Through a virtual conference, Intel organised its Intel Labs Day 2020 on December 3. Themed’ In Pursuit of 1000X: Disruptive Research for the Next Decade in Computing’, this event was headed by Rich Uhlig — Intel senior fellow and vice president and director of Intel Labs and joined in by other domain experts.

Staying true to its theme, Intel shined the spotlight on its several research initiatives across domains where Intel researchers are leading efforts to address critical challenges in the future of computing. The event focused on photonics, quantum computing, confidential computing, machine programming, and neuromorphic computing, among others. The event also brought out a few key announcements, and updates about new and emerging technologies worked out by Intel. In this article, we have listed these critical announcements:

Integrated Photonics for Data Centers

At the event, Intel showcased the integration of photonics with low-cost, high-volume silicon. A ‘long-standing vision’, with this integration, Intel hopes to enhance the critical process of optical interconnects and also address the issue of data workloads overwhelming the network traffic in data centres. 

With growing data-centric workloads within a data centre due to increased data movement between servers is overwhelming the network infrastructure. It is believed that the industry might be rapidly approaching the limits of electrical input/output, which, when combined with the growth in the bandwidth demand for computing has resulted in an I/O power wall. This power wall limits the availability of power for other compute processes.

One possible solution is by bringing optical I/O directly into the servers.
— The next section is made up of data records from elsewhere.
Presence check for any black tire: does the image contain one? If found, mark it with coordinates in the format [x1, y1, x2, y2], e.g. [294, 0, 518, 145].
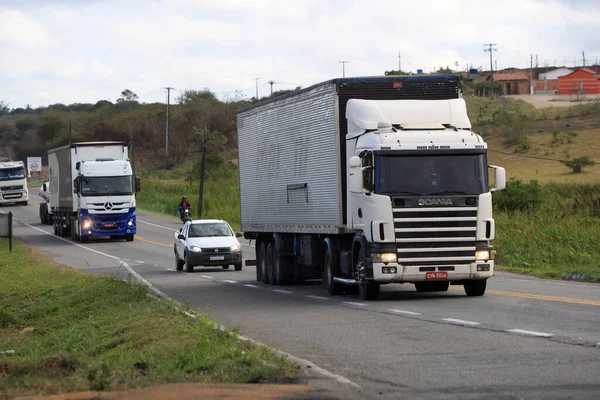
[234, 262, 242, 271]
[259, 242, 269, 283]
[185, 253, 194, 273]
[126, 234, 134, 242]
[255, 242, 263, 281]
[274, 244, 293, 285]
[174, 247, 184, 271]
[53, 218, 58, 235]
[39, 203, 46, 224]
[357, 250, 380, 300]
[222, 265, 230, 270]
[266, 242, 276, 285]
[464, 280, 487, 296]
[323, 246, 344, 295]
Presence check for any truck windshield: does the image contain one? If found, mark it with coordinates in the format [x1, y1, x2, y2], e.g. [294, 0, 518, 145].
[0, 167, 26, 181]
[375, 153, 488, 196]
[80, 176, 133, 196]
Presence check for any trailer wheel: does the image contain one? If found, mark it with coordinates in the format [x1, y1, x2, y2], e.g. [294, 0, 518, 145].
[274, 245, 293, 285]
[259, 242, 269, 283]
[323, 248, 344, 295]
[464, 280, 486, 296]
[266, 242, 276, 285]
[357, 250, 380, 300]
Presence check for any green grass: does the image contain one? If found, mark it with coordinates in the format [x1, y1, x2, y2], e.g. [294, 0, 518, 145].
[0, 240, 299, 398]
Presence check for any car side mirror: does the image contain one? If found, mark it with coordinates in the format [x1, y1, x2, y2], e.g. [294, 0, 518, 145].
[73, 178, 79, 194]
[236, 232, 243, 237]
[177, 234, 185, 240]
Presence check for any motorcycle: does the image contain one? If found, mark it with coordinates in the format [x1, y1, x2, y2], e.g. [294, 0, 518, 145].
[180, 207, 191, 223]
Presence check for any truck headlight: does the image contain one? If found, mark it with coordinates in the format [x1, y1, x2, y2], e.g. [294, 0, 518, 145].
[190, 246, 202, 253]
[372, 253, 397, 263]
[82, 220, 92, 230]
[475, 250, 492, 261]
[127, 218, 135, 227]
[230, 244, 241, 252]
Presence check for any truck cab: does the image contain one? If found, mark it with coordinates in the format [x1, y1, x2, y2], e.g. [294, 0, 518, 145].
[0, 161, 29, 205]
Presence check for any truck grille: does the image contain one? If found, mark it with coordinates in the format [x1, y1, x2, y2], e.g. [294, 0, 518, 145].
[393, 206, 477, 266]
[0, 185, 23, 191]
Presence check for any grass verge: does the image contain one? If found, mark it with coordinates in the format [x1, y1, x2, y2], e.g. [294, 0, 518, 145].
[0, 240, 299, 398]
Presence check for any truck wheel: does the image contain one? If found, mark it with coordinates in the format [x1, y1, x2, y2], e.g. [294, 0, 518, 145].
[259, 242, 269, 283]
[39, 203, 46, 224]
[174, 247, 184, 271]
[266, 242, 276, 285]
[323, 247, 344, 295]
[80, 235, 88, 243]
[464, 280, 486, 296]
[234, 262, 242, 271]
[274, 245, 293, 285]
[357, 250, 380, 300]
[126, 234, 134, 242]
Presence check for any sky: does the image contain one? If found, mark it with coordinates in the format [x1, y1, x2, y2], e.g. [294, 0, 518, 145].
[1, 0, 599, 109]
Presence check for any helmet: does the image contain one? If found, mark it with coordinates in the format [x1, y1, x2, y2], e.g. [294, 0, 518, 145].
[182, 196, 187, 200]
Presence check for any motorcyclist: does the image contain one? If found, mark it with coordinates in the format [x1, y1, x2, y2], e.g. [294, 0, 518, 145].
[178, 196, 191, 221]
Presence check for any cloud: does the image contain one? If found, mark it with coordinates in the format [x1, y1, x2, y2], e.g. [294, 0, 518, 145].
[0, 9, 51, 48]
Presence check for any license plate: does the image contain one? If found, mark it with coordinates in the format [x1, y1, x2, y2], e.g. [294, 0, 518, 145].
[210, 255, 225, 261]
[425, 271, 448, 280]
[104, 223, 115, 228]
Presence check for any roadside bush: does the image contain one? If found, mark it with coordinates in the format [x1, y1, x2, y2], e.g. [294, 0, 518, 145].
[562, 156, 595, 173]
[493, 178, 542, 213]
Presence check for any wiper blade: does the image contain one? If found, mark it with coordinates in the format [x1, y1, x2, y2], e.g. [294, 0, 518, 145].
[392, 191, 422, 196]
[427, 190, 469, 195]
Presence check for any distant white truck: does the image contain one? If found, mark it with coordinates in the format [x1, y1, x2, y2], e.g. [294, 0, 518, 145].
[48, 141, 140, 242]
[0, 160, 28, 205]
[236, 75, 506, 300]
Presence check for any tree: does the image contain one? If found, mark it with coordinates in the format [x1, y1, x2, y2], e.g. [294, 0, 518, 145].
[36, 115, 67, 143]
[0, 101, 9, 116]
[117, 89, 139, 103]
[384, 70, 409, 76]
[177, 89, 218, 106]
[562, 156, 595, 173]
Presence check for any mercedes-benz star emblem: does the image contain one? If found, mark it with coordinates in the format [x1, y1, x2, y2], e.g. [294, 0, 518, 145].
[104, 202, 113, 211]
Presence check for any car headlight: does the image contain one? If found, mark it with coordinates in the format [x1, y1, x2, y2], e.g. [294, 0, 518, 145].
[230, 243, 241, 252]
[371, 253, 397, 263]
[190, 246, 202, 253]
[82, 220, 92, 229]
[475, 249, 491, 261]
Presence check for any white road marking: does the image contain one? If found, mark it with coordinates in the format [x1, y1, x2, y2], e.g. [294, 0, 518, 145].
[273, 289, 293, 294]
[388, 309, 421, 316]
[506, 329, 554, 338]
[222, 280, 238, 284]
[244, 284, 259, 288]
[137, 219, 179, 231]
[306, 295, 330, 300]
[17, 219, 360, 389]
[342, 301, 367, 307]
[442, 318, 481, 326]
[200, 275, 214, 279]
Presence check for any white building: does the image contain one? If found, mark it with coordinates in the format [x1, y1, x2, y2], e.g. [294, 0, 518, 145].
[539, 68, 574, 80]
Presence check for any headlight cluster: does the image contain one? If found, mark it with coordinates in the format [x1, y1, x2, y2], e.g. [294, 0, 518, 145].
[82, 220, 92, 230]
[371, 253, 397, 263]
[231, 244, 241, 252]
[190, 246, 202, 253]
[475, 249, 494, 261]
[127, 218, 135, 227]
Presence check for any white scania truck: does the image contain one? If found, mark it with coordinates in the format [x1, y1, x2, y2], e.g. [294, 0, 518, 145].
[236, 75, 505, 300]
[0, 160, 29, 205]
[48, 142, 140, 242]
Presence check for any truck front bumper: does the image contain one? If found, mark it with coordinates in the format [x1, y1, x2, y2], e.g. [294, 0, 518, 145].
[0, 190, 28, 203]
[79, 209, 136, 237]
[372, 261, 494, 283]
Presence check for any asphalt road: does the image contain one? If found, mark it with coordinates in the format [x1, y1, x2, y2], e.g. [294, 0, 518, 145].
[3, 201, 600, 400]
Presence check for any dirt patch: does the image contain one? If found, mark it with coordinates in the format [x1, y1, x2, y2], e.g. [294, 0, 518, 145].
[13, 383, 326, 400]
[506, 94, 600, 109]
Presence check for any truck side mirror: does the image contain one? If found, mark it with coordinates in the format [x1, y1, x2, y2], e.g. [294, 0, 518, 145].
[348, 156, 363, 193]
[135, 176, 141, 192]
[489, 165, 506, 192]
[73, 178, 79, 194]
[42, 183, 47, 192]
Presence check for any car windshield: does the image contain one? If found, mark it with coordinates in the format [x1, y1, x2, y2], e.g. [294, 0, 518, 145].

This would be achieved by connecting future data centres and networks and overcoming the limits of electrical I/O by integrating optical and silicon technologies.

Introducing the same, James Jaussi, the senior principal engineer and director of PHY Lab, Intel Labs, said, “Our research on tightly integrating photonics with CMOS silicon can systematically eliminate barriers across cost, power and size constraints to bring the transformative power of optical interconnects to server packages.”

Neuromorphic Ecosystem Growth

Director of Intel’s Neuromorphic Computing Lab, Mike Davies presented an update on the progress made by the Intel Neuromorphic Research Community (INRC) that consists of 100 academic groups, government labs, and research institutes. The community which was founded in 2018 works to develop neuromorphic computing, which are circuits that mimic the human nervous system to serve as building blocks for supercomputers with up to 1000X more power.

Apart from introducing new industry partnerships with Lenovo, Logitech, among others, Intel also shared benchmarking updates:

Accenture’s testing found that Intel’s flagship neuromorphic computing hardware Loihi chip showed better performance for voice command recognition as compared to standard GPU.

  • A joint exercise between Accenture and INRC demonstrated that Loihi could learn new gestures in just a few exposures.
  • Loihi also demonstrated superior performance in image retrieval.
  • This neuromorphic chip from Intel can solve optimisation and search problems 1000 more efficiently and 100 times faster than traditional CPUs

Quantum Computing

During the event, Intel introduced Horse Ridge II, the second-generation cryogenic chip. This chip, according to Intel, will support “enhanced capabilities and higher levels of integration for elegant control of the quantum system”. Some of its most important features include reading and manipulating qubit states (quantum bits) and overcoming scalability, which is quantum computing’s one of the biggest challenges. 

Machine Programming

Intel unveiled its machine programming research system, ControlFlag that can autonomously detect errors in code. As per the chipmaker, this self-supervised system demonstrates itself as a ‘powerful productivity tool’ that will assist software developers in performing labour-intensive tasks of debugging. In fact, in preliminary tests, ControlFlag trained and learnt defects on over a billion unlabeled lines of production-quality code.

Its bug detection capabilities are supported by machine learning, programming languages, compilers, and computer systems. It learns from verified examples to normal coding patterns based on which it detects any deviance or anomaly which may cause a bug. One of its most impressive features is its unsupervised approach to pattern recognition that enables it to intrinsically learn and adapt to the developer’s style.